Fire on Motion: Optimizing Video Pass-bands for Efficient Spiking Action Recognition
Shuhan Ye, Yuanbin Qian, Yi Yu, Chong Wang, Yuqi Xie, Jiazhen Xu, Kun Wang, Xudong Jiang
TL;DR
The paper identifies a fundamental pass-band mismatch in spiking neural networks for video, showing that the LIF neuron inherently acts as a temporal low-pass that underutilizes motion information. It introduces Pass-Band Optimizer (PBO), a lightweight, plug-in pre-filter with a two-tap structure and learnable parameters that reshapes the temporal frequency content fed into the membrane, aligning it with task-relevant motion signals.
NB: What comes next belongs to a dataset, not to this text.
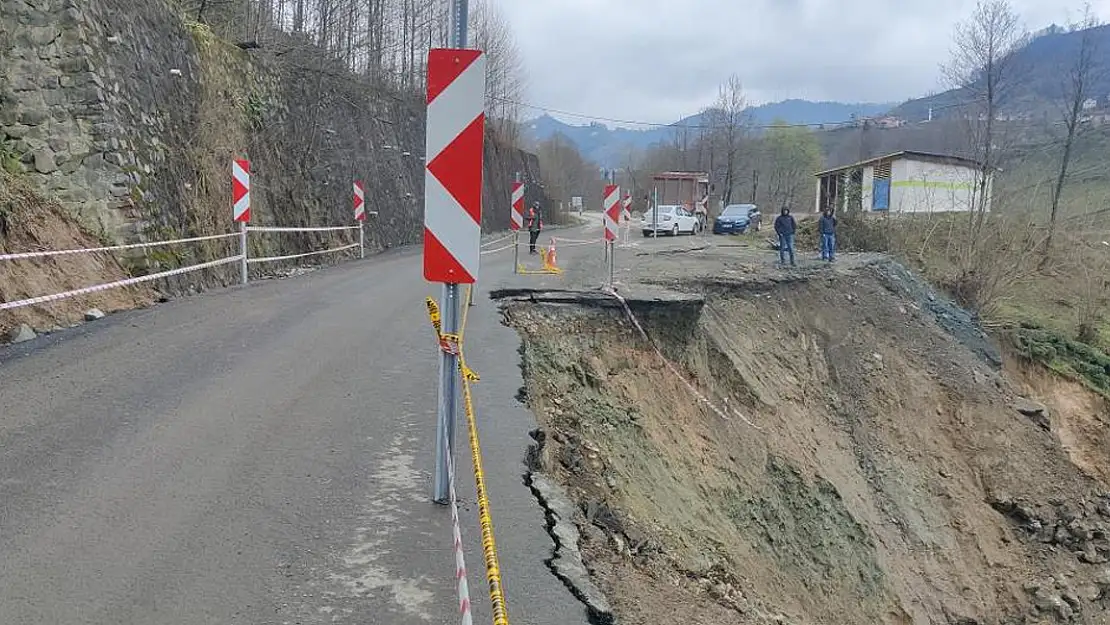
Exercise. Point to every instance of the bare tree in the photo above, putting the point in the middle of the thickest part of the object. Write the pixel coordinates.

Across RGB action recognition and RGB+DVS weakly supervised video anomaly detection, PBO yields large accuracy gains (e.g., >10 percentage points on UCF101) while keeping computational overhead minimal and requiring no backbone changes. This frequency-domain perspective offers a practical pathway to more effective and energy-efficient SNN-based video understanding.
Abstract
Spiking neural networks (SNNs) have gained traction in vision due to their energy efficiency, bio-plausibility, and inherent temporal processing. Yet, despite this temporal capacity, most progress concentrates on static image benchmarks, and SNNs still underperform on dynamic video tasks compared to artificial neural networks (ANNs). In this work, we diagnose a fundamental pass-band mismatch: Standard spiking dynamics behave as a temporal low pass that emphasizes static content while attenuating motion bearing bands, where task relevant information concentrates in dynamic tasks. This phenomenon explains why SNNs can approach ANNs on static tasks yet fall behind on tasks that demand richer temporal understanding.To remedy this, we propose the Pass-Bands Optimizer (PBO), a plug-and-play module that optimizes the temporal pass-band toward task-relevant motion bands. PBO introduces only two learnable parameters, and a lightweight consistency constraint that preserves semantics and boundaries, incurring negligible computational overhead and requires no architectural changes. PBO deliberately suppresses static components that contribute little to discrimination, effectively high passing the stream so that spiking activity concentrates on motion bearing content. On UCF101, PBO yields over ten percentage points improvement. On more complex multi-modal action recognition and weakly supervised video anomaly detection, PBO delivers consistent and significant gains, offering a new perspective for SNN based video processing and understanding.